Jeudi 11 décembre 2025 au Rocher de Palmer (Cenon)

© Géraldine Gilleron

 A capella pour commencer, la puissance et la finesse, dans un corps généreux, offert à la musique.

 Elle se met au piano. 

Sarah est un théâtre d’émotion, la voix s’étend comme des horizons colorés -mettez de la couleur, des rouges profonds-, une vie dans la vie, une plainte, l’expérience, fragilité et espoir, ainsi associés à une forte sensibilité. 

Les vibrations de la vie traversent sa voix, sa maman lui a dit que l’amour viendrait, elle pense que non. La vie est un cri déchirant…

C’est un personnage Sarah McCoy, tous les moments de l’existence, et même le matin devant le miroir, sont autant d’interrogations mais aussi matière, nourriture pour la création, origine d’une poésie. Sometimes you lose. Maquillage et costume à paillettes, une armure brillante pour une pudeur intense que le chant et la musique libèrent. Elégance et sensualité profonde se mêlent, puis, il y en a des abîmes qu’elle remplit de plaintes, de demandes, d’un espoir désespérant. On y plonge, fascinés par la richesse des émotions.

Que dire de cette Boogie(wo)man, sous le lit d’un beau gosse, qui crie, puis susurre la passion, les fantasmes, désir halluciné, un monde fellinien ! Elle s’approprie la soul et le blues dans une extrême féminisation. Sa voix s’étend en vagues solides jusqu’à leur écrasement prolongé, laissant l’écume se répandre violemment ou doucement, c’est selon, sur un sable épuisé.

Elle me manque. God prend des notes, dit-elle !… La naïveté lui manque, so cute, qui est partie, la chanson tout en tendresse fond. Nostalgie de l’élan perdu, et pourtant si présent en elle par la création. L’exigence de la composition en est peut-être la raison, mais cette pulsion en est peut-être le moteur. L’authenticité de cette femme est incommensurable.

« A 4h du matin, elle réclame tout ce qu’elle prête ». Il y a quelque chose de l’ordre d’une prière à l’existence, aux souffrances, aux incompréhensions et  aux impuissances qu’elle engendre.

Son extraversion sporadique est une protection, le filtre de ce qu’elle ressent. Une mélancolie, mais un curseur psychotique absolument délicieux. La vie sensible à fond !

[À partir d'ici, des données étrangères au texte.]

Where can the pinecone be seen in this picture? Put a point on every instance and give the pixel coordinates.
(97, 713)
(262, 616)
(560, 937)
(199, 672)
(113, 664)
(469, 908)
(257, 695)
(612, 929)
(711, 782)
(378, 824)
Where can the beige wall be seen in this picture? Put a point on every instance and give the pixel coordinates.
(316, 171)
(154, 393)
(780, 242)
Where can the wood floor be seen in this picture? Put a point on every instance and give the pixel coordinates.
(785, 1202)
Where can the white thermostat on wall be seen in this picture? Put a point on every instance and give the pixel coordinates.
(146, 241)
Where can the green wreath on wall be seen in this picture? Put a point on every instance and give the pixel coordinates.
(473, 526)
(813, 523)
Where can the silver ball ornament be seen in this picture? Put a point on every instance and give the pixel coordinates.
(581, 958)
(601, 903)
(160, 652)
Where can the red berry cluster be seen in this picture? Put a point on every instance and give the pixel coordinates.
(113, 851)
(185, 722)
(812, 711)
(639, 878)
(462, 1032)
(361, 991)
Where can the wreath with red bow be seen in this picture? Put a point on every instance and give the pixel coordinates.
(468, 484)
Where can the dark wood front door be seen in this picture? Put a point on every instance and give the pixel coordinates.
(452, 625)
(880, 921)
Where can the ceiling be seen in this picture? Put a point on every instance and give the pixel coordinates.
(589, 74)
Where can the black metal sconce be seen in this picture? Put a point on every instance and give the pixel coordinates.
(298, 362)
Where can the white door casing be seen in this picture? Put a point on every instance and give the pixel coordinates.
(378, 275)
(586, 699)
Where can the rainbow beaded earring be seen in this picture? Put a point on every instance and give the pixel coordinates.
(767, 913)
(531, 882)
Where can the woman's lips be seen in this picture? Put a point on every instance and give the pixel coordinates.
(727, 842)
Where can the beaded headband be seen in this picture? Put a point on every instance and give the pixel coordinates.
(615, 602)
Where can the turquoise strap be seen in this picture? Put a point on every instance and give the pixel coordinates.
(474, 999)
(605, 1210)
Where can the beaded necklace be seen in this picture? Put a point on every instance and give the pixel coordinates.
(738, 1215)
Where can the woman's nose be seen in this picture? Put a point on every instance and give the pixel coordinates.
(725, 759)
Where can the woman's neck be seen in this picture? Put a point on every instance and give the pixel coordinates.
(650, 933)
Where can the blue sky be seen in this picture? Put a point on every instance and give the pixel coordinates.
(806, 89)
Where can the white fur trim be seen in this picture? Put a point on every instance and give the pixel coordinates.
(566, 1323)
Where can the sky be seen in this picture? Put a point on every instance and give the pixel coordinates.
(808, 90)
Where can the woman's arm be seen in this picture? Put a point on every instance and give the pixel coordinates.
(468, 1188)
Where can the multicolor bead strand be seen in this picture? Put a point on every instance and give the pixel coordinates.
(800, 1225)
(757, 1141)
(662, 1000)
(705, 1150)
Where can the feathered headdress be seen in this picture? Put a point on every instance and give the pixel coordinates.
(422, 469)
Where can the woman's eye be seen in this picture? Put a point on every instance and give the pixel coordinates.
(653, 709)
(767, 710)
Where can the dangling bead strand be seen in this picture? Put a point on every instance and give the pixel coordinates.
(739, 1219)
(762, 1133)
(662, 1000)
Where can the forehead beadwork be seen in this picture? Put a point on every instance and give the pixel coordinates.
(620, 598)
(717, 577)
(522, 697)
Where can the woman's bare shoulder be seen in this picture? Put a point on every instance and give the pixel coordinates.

Nous sommes nés cassés, Sarah en est persuadée pour ce qui la concerne, mais sa maman est la seule qui peut comprendre. Croyez-moi ce Mamma’s song déchirant, ça nous émeut, les accords harmonieux sont une supplique. Sarah nous avait dit avant le concert vouloir retrouver la soul pure.

SI vous frissonnez, c’est tant mieux, vous êtes encore vivant. Elle sait nous le rappeler à travers ses chansons. Une longue prière universelle, une quête. 

Jusqu’aux entrailles.

L’angoisse de la page blanche, avait-elle précisé, et pourtant, que de livres remplis, ouverts.

Quant à la chanson pour l’ami qui a eu une semaine de m., tant de tendresse dans la voix pour offrir de la lumière éclaire même le public.

Les arpèges de la chanson de la mort possèdent la gravité de l’inéluctable finalement réparateur pour Sarah. Il y aura donc une issue…peut-être effrayante, mais salvatrice !

Sarah McCoy humaine, trop humaine, généreusement humaine.